In some situations, what causes the bruising may not be obvious and it may seem like the tongue is bruising for not reason. Generally a vitamin K deficiency results to vulnerability in bruising.  Specific types of medication such as corticosteroids, anticoagulants, and aspirin may cause contusion. Also, tissues tend to get weak as people grow older resulting in easy bruising.

Bruised Tongue Treatment

What can you do for a bruised tongue? Given that you can’t treat tongue bruises with regular topical products, how do you heal them? In most cases, bruised tongue treatment is not necessary. The bruise will heal itself and the mark will disappear as the body reabsorbs the pooled blood. 

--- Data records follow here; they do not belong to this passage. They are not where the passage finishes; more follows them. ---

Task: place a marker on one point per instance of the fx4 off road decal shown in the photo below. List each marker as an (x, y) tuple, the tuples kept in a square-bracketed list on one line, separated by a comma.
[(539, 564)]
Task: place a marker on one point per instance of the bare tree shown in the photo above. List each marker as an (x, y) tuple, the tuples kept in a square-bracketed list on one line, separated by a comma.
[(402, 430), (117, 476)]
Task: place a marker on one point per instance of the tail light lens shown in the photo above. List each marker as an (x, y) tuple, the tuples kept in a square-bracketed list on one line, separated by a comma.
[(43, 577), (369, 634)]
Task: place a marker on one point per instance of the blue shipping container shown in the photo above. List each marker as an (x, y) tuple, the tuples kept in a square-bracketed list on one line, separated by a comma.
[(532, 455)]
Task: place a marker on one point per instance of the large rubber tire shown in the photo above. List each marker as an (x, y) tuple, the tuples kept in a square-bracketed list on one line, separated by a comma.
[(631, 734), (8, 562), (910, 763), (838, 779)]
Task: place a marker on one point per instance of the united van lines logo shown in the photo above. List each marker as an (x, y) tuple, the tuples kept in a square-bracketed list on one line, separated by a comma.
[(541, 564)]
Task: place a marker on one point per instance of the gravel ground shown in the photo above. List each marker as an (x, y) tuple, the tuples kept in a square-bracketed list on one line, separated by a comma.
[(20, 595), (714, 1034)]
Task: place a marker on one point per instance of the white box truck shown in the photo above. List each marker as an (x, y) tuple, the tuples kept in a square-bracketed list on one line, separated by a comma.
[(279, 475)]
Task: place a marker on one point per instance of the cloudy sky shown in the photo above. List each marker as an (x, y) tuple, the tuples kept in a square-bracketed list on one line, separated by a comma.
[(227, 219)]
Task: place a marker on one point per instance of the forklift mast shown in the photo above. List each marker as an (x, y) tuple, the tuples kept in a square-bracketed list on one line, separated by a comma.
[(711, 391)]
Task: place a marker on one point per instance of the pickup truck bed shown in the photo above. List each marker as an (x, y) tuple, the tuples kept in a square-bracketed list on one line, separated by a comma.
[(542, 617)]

In case you are wondering “how long does it take for a bruised tongue to heal?” the time depends on the impact experienced. Large bruises take longer to clear and should be done within two weeks. Smaller ones may take up to five days. Some home remedies to hasten the healing process include those discussed below.

Ice Cubes

These help in numbing the tongue and thus relief pain and swelling. They also constrict the blood vessels, which slows down the flow of blood. Part the injured area with ice cubes or drink iced water. Ice pop also does the trick.

Butter or Yogurt

This is best where the cause of bruising is a burn. Take a piece and place it on the tongue. Leave it to dissolve slowly and stay on the tongue for a while before swallowing. Another remedy that is effective in treating tongue injuries is yogurt.

Lemon Balm Extract

Lemon balm extract when combined with olive oil or aloe vera juice will deliver some healing properties and hasten the process.

Oral Hygiene

To prevent further complications such as infections on the injured skin, gargle some salty water. Mouth wash products also contain antiseptic and will offer both protective and healing features. Brushing regularly will facilitate healing and minimize chances of infections while the toothpaste used will relieve you off the stingy feeling.

Bruise under Tongue

Lacerations beneath the tongue is normal just like any other that forms on the surface, tip, back or deep end. Bruising on the underneath may result from slipping a sharp object such as a fork or toothpick. Tongue rings may also tag on underneath tissue and result in bruises. In some cases, though, what may appear like a lesion may simply be normal blood veins which tend to be dark at times.

Bruised Tongue Patches

Dark patches that fade progressively with time are bruises. They take a black, blue or purple coloration at the beginning and lighten with time. However, large purplish patches on the surface may be caused by purple tongue syndrome. Persistent patches that keep growing could be a sign of oral cancer. Have any tongue bruise patches checked to ascertain what they are.

Bruised Baby Tongue

A bruised tongue in baby is a common occurrence as young ones are on an ever-evolving adventurous cycle. When exploring through their mouth, it is common to injure their still sensitive tongue. When learning how to walk, it is also possible for them to get bruises from both falls and bites. The injuries should clear up with time.